Libonati aponta que questões socioeconômicas e raciais estão diretamente ligadas aos grupos de risco: “Nesse mesmo estudo, nós mostramos que em todas as regiões pesquisadas, os pretos e pardos e pessoas com baixa escolaridade morrem mais durante o episódio de onda de calor do que pessoas brancas e com maior escolaridade”. A pesquisadora destaca também que esses dados não têm relação com a fisiologia das pessoas, mas com as desigualdades socioeconômicas que as atravessam, como falta de acesso à saúde e à educação, o que as torna mais vulneráveis.
As capitais são as mais atingidas pelas mortes devido a sua tendência a ter altas ondas de calor. A urbanização gera maiores temperaturas nas cidades do que o seu entorno que tem vegetação –– assim, “ilhas de calor” são criadas nos centros urbanos. As áreas rurais sofrem menos impacto do calor por não serem afetadas por esse fenômeno.
Emilly Monteiro, estudante de Medicina, é gestante e moradora da cidade do Rio de Janeiro. Ela conta que sofreu muito com as altas temperaturas neste verão: “Por conta do calor, fico muito indisposta. E teve um episódio em que eu acabei desmaiando, porque estava muito quente”.
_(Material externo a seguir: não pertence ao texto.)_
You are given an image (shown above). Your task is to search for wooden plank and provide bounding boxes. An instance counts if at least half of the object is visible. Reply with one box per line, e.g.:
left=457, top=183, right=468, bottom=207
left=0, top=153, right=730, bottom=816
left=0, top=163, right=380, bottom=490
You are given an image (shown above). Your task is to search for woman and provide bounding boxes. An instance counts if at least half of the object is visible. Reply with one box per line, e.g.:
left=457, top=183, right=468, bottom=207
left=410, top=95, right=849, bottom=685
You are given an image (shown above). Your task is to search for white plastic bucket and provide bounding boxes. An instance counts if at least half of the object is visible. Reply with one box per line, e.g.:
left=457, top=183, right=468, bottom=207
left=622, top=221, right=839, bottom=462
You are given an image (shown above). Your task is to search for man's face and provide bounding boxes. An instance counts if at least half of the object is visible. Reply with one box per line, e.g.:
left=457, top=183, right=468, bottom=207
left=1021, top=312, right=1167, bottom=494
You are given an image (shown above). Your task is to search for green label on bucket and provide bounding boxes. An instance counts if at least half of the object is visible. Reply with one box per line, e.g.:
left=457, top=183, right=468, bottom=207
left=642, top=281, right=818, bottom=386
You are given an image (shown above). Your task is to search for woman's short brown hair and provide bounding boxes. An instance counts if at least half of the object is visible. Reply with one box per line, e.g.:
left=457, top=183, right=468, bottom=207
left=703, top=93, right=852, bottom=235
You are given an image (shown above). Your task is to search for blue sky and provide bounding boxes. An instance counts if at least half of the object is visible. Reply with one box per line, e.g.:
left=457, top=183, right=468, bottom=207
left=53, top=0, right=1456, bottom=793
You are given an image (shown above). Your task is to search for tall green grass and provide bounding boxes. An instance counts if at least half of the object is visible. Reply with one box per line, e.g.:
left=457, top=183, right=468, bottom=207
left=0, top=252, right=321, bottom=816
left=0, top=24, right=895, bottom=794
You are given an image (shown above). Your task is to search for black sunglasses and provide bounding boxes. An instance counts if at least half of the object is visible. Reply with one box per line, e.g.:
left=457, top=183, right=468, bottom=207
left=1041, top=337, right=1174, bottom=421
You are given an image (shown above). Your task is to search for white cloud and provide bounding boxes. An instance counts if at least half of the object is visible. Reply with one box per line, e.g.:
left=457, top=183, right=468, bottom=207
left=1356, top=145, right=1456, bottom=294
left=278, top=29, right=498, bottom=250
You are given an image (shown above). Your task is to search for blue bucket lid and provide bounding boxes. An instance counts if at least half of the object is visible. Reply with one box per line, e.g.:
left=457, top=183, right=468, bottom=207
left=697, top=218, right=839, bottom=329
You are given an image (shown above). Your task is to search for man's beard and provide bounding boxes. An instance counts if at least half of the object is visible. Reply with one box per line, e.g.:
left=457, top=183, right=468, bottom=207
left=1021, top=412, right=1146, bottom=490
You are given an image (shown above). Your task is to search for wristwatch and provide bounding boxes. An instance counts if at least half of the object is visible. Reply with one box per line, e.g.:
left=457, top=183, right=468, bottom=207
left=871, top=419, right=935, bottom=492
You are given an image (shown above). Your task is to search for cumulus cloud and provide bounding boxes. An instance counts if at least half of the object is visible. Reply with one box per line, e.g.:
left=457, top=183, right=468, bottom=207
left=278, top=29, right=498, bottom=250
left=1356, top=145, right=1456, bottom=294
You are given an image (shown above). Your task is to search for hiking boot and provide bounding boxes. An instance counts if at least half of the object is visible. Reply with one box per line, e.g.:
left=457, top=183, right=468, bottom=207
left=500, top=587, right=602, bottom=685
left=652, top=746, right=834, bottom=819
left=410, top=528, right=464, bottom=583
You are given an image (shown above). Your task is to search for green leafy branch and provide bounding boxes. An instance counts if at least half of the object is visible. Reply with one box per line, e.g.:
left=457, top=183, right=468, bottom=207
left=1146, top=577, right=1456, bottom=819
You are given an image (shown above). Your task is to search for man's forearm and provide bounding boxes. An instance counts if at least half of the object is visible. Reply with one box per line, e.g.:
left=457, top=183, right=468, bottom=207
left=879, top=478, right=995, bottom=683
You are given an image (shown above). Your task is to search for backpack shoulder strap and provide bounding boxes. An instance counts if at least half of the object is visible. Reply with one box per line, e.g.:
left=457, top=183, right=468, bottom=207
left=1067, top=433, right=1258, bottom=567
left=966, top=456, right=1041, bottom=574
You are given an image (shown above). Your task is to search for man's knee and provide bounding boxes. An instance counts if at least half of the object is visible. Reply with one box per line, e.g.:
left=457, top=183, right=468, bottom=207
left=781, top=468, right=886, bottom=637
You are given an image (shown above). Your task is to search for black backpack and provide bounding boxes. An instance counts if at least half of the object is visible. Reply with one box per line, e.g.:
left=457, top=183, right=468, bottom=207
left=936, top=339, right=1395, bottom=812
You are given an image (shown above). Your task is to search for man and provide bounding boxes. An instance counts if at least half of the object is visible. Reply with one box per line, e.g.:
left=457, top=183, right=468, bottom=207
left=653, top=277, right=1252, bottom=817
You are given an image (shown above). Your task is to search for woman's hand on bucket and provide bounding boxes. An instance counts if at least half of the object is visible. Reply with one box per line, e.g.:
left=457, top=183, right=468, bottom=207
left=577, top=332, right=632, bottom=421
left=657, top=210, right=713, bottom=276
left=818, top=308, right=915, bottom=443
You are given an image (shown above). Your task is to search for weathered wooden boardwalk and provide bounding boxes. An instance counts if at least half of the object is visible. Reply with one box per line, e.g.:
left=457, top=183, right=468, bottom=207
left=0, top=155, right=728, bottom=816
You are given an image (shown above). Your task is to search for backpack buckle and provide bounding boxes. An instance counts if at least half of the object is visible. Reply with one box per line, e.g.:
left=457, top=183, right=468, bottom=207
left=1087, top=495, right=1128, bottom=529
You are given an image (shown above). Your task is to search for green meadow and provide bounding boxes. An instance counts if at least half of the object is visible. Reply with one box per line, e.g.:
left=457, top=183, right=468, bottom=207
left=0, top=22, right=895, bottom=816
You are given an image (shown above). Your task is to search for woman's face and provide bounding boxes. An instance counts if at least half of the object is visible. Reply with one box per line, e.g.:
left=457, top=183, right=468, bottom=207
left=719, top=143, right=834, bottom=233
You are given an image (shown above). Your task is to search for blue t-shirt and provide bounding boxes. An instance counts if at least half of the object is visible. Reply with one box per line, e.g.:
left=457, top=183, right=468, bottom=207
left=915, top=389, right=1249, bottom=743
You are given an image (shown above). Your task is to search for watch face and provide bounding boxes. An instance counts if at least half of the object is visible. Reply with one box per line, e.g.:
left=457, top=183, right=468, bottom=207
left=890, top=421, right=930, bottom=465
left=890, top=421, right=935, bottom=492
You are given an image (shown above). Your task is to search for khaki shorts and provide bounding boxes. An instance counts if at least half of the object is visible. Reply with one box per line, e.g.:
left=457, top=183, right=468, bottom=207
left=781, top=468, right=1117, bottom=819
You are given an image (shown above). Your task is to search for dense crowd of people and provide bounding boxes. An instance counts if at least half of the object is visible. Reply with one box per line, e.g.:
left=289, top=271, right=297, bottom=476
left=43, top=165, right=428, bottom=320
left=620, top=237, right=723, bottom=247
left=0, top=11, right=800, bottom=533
Possíveis consequências nas gestantes quando em contato com o calor extremo
Em mulheres grávidas, a atenção precisa ser redobrada. Segundo a pesquisa, “a saúde perinatal torna-se alvo de atenção pelo acúmulo de evidências, que sugere associações positivas entre exposição pré-natal a esses eventos e resultados adversos da gravidez, como prematuridade ou baixo peso ao nascer”.
Natalin França, 45 anos, psicóloga que acabou de dar à luz, praticava alguns cuidados a fim de evitar problemas com o calor: “Tentava me hidratar bastante e evitava fazer qualquer coisa na rua entre 12h e 16h”. Já Maria Cecilia Marques, de 21 anos, técnica de Enfermagem, nota o aumento do inchaço nas pernas e pés em períodos de mais calor. A natureza do seu trabalho faz com que ela passe grande parte do dia em pé.
Trazer à discussão esse tema permite com que a sociedade dê a atenção necessária para um assunto que não é colocado em pauta no Brasil. Segundo Libonati, não existem estudos no país como em outras regiões do mundo sobre a relação de episódios de calor prolongados e saúde perinatal: “Na América do Sul, nós temos menos estudos para identificar quais são os grupos vulneráveis ao calor porque a gente tem o senso comum de achar que, por morarmos numa região tropical, estamos acostumados com o calor e que ele não é um problema. E, na verdade, é sim”, destaca a pesquisadora.